Having featured predominantly 'safe' (i.e. consonant/well-known) repertoire in its recent Paris and Italy-themed outings, it was good to see the SCO venture into choppier waters in this sea-inspired concert.
And even if the opener was a well-trodden classic - Sibelius's Pelléas and Mélisande - it was performed with such commitment and fervour as to sound almost newly-minted, with conductor Garry Walker's highly expressive yet measured and exacting direction a key factor, deftly steering his charges through a rich panoply of styles.
It was followed by Kevin Volans's Symphony: Daar Kom die Alibama - a 2010 SCO commission that never quite got off the ground, in spite of the orchestra's best efforts. Granted, the composer's minimalist, slow-burn approach established a suitably ominous, exploratory atmosphere, but the techniques employed verged on the derivative, e.g.: swelling, dissonant spread voicings (Ligeti); pulsing poly-rhythmic figures (Reich); near-excessive repetition (Glass) - and so
lacked impact.
A more satisfying contemporary musical experience lay in James MacMillan's Tuireadh, which brought to the stage one of the true jewels in the orchestra's crown: clarinettist Maximiliano Martín. He is a performer of
rare intensity and presence, able to switch at a moment from pristine, suspended lyricism to rasping, stabbing shards of
sound - all perfectly controlled and, supplemented by superb solo contributions from the ensemble, powerfully expressing Tuireadh's complex emotions of grief and loss.
To close, we returned to more familiar fare with a zesty rendition of Kodály's Dances of Galánta, where the ethereal clarinet cadenza of the introduction soon gave way to earthy, folk-inspired refrains and rambunctious dance rhythms much enjoyed by ensemble and audience alike.
Steven Osborne
Royal Conservatoire of Scotland, Glasgow
Kate Molleson
It wasn't surprising that the Conservatoire's concert hall
was packed with students for this lunchtime recital. Who
better a role model than pianist Steven Osborne?

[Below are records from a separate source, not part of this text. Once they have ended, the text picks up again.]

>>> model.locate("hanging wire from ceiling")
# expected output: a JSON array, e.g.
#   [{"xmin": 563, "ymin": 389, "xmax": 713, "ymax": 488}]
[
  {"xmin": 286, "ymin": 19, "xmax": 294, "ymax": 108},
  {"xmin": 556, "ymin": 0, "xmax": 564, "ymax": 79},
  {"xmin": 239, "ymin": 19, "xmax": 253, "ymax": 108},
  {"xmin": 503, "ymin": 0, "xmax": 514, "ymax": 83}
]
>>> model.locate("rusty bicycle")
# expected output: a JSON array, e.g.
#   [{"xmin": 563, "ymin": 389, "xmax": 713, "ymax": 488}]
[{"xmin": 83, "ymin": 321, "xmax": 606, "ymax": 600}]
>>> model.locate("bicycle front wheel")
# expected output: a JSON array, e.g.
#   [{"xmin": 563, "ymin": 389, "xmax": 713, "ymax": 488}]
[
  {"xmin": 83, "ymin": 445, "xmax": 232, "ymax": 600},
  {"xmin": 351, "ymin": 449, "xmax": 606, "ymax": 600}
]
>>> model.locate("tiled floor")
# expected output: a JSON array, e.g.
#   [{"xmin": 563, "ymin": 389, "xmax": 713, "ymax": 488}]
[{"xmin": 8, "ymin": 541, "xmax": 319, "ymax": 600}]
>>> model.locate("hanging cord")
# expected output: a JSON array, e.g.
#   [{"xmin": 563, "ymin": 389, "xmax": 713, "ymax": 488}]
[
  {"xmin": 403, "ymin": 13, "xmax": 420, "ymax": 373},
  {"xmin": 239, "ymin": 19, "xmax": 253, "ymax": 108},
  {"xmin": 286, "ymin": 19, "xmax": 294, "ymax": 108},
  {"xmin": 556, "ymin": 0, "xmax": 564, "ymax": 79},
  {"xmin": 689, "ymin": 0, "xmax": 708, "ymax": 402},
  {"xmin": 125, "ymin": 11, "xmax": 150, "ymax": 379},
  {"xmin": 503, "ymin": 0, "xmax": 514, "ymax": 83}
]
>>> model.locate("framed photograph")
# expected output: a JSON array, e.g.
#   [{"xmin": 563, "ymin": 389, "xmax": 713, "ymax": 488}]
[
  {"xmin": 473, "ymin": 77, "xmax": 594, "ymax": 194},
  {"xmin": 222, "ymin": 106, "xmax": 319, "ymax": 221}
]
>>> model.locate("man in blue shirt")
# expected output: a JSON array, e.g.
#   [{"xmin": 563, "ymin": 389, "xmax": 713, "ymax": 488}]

Here is a musician at the very top of his game, a musician with enough authority that he doesn't have to shout loud to make us listen in close.
His technique is ferociously powerful, sure, and he really let it fly in a barnstorming performance of Rachmaninov's Second Sonata. But it was the gradations of colour, the way he breathed space into phrases, the inquisitive touch and magical sense of flux that made this recital so captivating.
His playing is exciting for its latent possibility: the knowledge that it could erupt at any moment, but usually doesn't.
He opened with a searching account of Ravel's Miroirs. The first movement (Noctuelles) grew from a whisper and the chordal passages were pensive and unhurried. Oiseaux tristes
had a sad sway and fragile serenity; Alborada del gracioso had real fire and frenetic bravado, while the finale, La vallee des cloches, was haunting and introspective.
Osborne launched into the Rachmaninov almost without pause, and what a perfect storm of an opening it was.
These Conservatoire walls will have witnessed countless students pounding their way through this powerhouse
of a piece; what was so impressive about this performance was that its
force was always brisk and focused and its gestures always incisive no matter how clattering their drama.
When Osborne took time it was over the first movement's bittersweet second theme - earthy, folk-like - or the
gentle, lilting, almost Ravelian second movement.
That said, he also dashed off a thrilling the finale. A performance that had it all.